映画は目覚めた女(エマニュエル・ベルコ!)が家からの電話に出ることができず宿を発つこともできず、「娘に会えない母親」「現地に行けない記者」と自虐的に思うのに始まる。後にバハール(ゴルシフテ・ファラハニ)に案内された部屋で「銃を持って寝て」と言われ「私は記者だ」と返す彼女、マチルドには、記者こそ自分の仕事だという信念がある。バハールがフランスの大学で学び弁護士になったと聞き「仕事はもういいのか」と聞くのは自分と照らし合わせてのことだろう。しかし相手は「弁護士はもういい」と答え、回想すなわちその理由が語られる。


この映画には、帰るところがあるが帰らない女と帰るところを奪われた女の命と自由のための戦いが記されている。バハールはマチルドの「世界は見て見ぬふりをしている」という言葉(よりも終盤の「真実の持つ力なんてと思うけれど…」という言葉の方がそれこそ真実味があるのだが)や彼女に娘がいることを聞き、自分と違う経緯で信念を宿していることを理解する。暗がりの物音に銃を持って出る女とカメラを手に出る女、臨戦態勢で銃を構える女とそれを撮る女、面白いとかかっこいいとかではない、何だろう、自分がそこに並ぶことは出来ないが何か、と思う。

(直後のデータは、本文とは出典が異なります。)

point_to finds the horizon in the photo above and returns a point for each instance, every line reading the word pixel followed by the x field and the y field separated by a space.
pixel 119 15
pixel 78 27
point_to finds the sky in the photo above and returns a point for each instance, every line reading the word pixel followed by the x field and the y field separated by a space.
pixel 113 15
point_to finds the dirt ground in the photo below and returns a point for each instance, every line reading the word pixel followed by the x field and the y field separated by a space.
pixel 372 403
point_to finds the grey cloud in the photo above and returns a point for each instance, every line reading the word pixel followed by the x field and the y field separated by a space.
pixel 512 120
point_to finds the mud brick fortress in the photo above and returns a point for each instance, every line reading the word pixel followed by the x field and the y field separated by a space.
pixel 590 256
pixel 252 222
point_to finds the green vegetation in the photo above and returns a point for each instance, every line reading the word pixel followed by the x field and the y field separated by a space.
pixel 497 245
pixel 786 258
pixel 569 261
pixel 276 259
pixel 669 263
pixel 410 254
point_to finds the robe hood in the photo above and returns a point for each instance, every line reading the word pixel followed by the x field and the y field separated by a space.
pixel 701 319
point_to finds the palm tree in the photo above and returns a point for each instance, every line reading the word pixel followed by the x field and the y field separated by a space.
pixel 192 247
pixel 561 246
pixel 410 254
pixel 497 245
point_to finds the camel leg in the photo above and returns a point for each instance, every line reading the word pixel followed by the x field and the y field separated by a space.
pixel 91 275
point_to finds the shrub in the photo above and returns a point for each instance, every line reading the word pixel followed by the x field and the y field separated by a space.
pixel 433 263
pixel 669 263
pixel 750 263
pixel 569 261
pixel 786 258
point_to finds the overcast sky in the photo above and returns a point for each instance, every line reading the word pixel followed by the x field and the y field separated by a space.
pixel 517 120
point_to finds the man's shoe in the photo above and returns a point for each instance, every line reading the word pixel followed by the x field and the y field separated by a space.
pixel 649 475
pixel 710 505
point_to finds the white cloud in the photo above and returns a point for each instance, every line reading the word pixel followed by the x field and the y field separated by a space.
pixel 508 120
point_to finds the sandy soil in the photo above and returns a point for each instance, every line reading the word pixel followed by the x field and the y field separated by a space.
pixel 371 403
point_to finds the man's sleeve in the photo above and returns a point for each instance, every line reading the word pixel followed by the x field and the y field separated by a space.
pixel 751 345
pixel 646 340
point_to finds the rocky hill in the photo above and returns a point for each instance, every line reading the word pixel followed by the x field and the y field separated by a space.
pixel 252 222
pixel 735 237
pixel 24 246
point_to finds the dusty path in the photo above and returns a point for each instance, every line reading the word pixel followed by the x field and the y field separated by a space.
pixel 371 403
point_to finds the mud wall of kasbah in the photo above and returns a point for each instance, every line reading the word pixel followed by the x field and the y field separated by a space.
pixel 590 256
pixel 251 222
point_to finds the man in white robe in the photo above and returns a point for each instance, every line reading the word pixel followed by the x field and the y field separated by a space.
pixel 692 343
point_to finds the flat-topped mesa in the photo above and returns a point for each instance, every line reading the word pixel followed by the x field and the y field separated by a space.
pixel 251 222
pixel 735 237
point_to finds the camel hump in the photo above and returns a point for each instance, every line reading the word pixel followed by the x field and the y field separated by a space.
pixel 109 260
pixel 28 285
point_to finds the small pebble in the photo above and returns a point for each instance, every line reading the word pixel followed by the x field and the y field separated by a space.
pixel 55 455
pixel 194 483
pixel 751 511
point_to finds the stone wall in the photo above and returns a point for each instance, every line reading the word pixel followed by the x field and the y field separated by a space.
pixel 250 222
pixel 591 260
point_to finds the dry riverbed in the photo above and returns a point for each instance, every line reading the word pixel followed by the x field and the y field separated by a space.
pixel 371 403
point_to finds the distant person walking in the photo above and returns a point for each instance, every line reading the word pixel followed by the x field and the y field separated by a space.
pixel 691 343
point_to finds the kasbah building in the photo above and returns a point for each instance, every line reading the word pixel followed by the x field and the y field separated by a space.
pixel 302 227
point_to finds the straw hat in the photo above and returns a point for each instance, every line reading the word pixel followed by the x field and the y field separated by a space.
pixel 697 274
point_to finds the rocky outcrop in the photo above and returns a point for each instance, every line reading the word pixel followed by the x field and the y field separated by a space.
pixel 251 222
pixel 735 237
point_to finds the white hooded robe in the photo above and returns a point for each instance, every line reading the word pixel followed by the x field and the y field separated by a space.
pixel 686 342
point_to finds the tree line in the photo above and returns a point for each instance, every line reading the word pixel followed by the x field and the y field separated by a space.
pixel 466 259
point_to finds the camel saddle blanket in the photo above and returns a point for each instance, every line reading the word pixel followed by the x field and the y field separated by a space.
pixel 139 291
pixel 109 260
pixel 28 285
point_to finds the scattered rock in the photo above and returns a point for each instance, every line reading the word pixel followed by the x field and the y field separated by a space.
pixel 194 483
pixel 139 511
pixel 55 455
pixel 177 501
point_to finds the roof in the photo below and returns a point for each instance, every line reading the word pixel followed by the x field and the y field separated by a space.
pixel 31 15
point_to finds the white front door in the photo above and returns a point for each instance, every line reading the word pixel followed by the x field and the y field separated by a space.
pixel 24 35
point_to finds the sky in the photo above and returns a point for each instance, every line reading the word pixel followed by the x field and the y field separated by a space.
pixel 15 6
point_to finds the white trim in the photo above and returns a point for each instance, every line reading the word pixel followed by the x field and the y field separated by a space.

マチルドが自身で認めた文を読む声が流れるエンドクレジットが素晴らしい。「恐怖はなくなったと思ったがまだ怖い」。それはバハールの部隊の女達も同じで、「奴らが殺したのは我々の恐怖心だ」「奴らは怖いものなしの我々を恐れている」と言ってもやはり戦闘は怖い、そのことがひしひしと伝わってくる。でも言わなきゃならないし戦わなきゃならない。前線で取材するマチルドの「娘の存在が無ければ一週間もたない」なんて告白にも本当に重みを感じる。それらの中に大変に女の真実があるように、私には思われた。